Following the referendum in June, there is still considerable uncertainty surrounding how the UK’s vote to leave the EU will impact UK nationals living and working in the EU, the wider EEA and Switzerland (ie the ‘EU single market’). While nothing is certain at present and the shape of changes is only likely to become clear over the next two years, employees and their employers,and those who have retired or made a lifestyle choice to live in France, Spain or another single market country, will need to consider their options (whether forced or out of choice).
There is no need for any immediate action as :
- until the official exit date, UK nationals can continue to live and work in single market countries and this free access to live and work may, depending on the outcome of Brexit negotiations, continue to exist (possibly even for new UK migrants to those countries); and
- any UK national who has been living and working in a single market country for more than five continuous years should generally qualify for permanent residence status in that country.
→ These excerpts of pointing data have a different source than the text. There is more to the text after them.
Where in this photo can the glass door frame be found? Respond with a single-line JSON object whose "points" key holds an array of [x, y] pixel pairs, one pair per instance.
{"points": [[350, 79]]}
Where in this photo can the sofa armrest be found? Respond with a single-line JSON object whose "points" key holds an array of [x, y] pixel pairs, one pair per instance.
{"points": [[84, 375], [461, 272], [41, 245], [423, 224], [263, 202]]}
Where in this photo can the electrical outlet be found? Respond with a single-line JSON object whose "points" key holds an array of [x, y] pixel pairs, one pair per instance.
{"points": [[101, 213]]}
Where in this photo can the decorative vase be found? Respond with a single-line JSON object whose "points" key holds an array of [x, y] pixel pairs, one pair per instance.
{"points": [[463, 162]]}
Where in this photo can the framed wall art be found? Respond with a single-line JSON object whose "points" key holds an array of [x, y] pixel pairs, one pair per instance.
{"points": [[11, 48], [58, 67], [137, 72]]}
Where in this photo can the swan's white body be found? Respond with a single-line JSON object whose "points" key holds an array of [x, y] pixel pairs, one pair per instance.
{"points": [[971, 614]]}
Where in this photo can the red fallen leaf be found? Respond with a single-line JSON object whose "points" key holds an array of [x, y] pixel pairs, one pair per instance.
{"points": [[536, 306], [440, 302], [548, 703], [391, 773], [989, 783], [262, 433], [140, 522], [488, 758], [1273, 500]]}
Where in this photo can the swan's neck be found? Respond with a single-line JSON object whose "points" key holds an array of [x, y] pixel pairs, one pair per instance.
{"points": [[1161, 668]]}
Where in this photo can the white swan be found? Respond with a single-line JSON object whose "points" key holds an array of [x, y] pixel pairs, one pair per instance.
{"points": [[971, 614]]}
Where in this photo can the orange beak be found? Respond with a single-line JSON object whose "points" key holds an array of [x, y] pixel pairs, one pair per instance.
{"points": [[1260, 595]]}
- As the value of sterling has fallen since the referendum, the value of salaries earned while on overseas assignment or of UK pensions received by those who have retired overseas may impact on the amount of income in local currency the individual has to live on.
- UK employers seconding employees to overseas countries may have to consider introducing cost of living adjustments in some locations to encourage staff to go on assignment. They may also have to consider paying staff in the local country currency rather than sterling, which may not be in line with the company's international mobility policy.
- Pensioners and others living off UK source income, such as rental income from UK properties or investments, may need to review their investment structures and look at hedging their exposure to currency fluctuations, as well as reviewing the level of their outgoings compared to income.
Income tax and social security
- On exit from the EU, UK nationals living in single market countries may no longer be entitled to the same tax reliefs and allowances as other EEA nationals, which could increase the amount of tax paid in the country of residence. For employers, overseas employee assignments are likely to be more expensive if the individual is tax equalised, simply because the tax costs will increase.
- Double tax agreements between the UK and the various single market countries are unlikely to change in the immediate future, so individuals should still be able to rely on these to avoid double taxation.
- However, exit from the EEA social security system is likely to impact the ability of people to access benefits that they may have enjoyed previously. For example, contributions made in one EEA country generally count towards the years of contributions required to qualify for a state pension (UK or other EEA country) but this may change.
Do I stay? Or do I return?
Each individual will need to consider the pros and cons for them and their family of remaining overseas or returning to the UK, which will depend on much more than the issues identified above, including housing, schooling, quality of life etc. As with any international move, tax advice should be taken well in advance of any move, even if this is back to the individual's home country, to avoid any unpleasant and unintended consequences.